Can someone explain why these running times are right for this?

Question

An algorithm runs in time n^2 + 3n + 5 for all inputs of size greater or equal to 500 and in time 2^(2n) for all input sizes less than 500. Select all the true statements from below:

1: Its running time is O(2^(n))
2: Its running time is O(n^(2))
3: Its running time is Θ(n^(2))
4: Its running time is Θ(2^(2n))
5: Its running time is O(4^(n))
6: Its running time is Ω(n^(2))

the right answers are: 1, 2, 3, 5, 6

I have no idea how all of these can be answers to the problem above, please help!

Answer 1

Remember that big-O notation only talks about the behavior of a function in the long term. Look back at the definition:

f(n) = O(g(n)) if there are numbers n₀ and c such that for any n ≥ n₀, we have f(n) ≤ c·g(n).

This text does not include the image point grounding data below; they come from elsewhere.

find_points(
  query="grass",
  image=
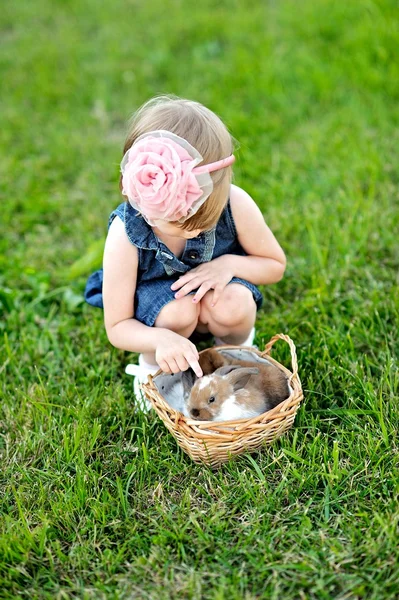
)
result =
(99, 502)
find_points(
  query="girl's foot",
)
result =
(140, 373)
(248, 342)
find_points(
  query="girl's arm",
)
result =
(266, 260)
(120, 265)
(264, 264)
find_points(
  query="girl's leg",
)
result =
(233, 316)
(180, 316)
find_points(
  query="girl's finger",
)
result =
(182, 363)
(164, 366)
(216, 294)
(204, 288)
(189, 287)
(173, 366)
(194, 364)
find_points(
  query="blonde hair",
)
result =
(204, 130)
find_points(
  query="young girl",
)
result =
(186, 249)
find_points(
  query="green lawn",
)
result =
(99, 502)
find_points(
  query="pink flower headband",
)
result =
(161, 179)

In the case of your function, your function behaves one way for "small" inputs and one way for "large" inputs. Big-O notation will only really consider the "large" case, so you can show that your function is O(n²), because for any n ≥ 500, we have

f(n) = n² + 3n + 5 ≤ 5n².

The definition of big-Ω works the same way - it only considers "sufficiently large" inputs, so you can say that your function is Ω(n²) because for any n ≥ 500, we have

f(n) = n² + 3n + 5 ≥ n².

So that means that your function is Θ(n²) as well.

So what about those other answers? Well, any function that's O(n²) is also O(4ⁿ) because big-O notation is an upper-bound, not a tight bound. It's not, however, Θ(4ⁿ), because the function isn't Ω(4ⁿ) since 4ⁿ grows dramatically faster than n² long term.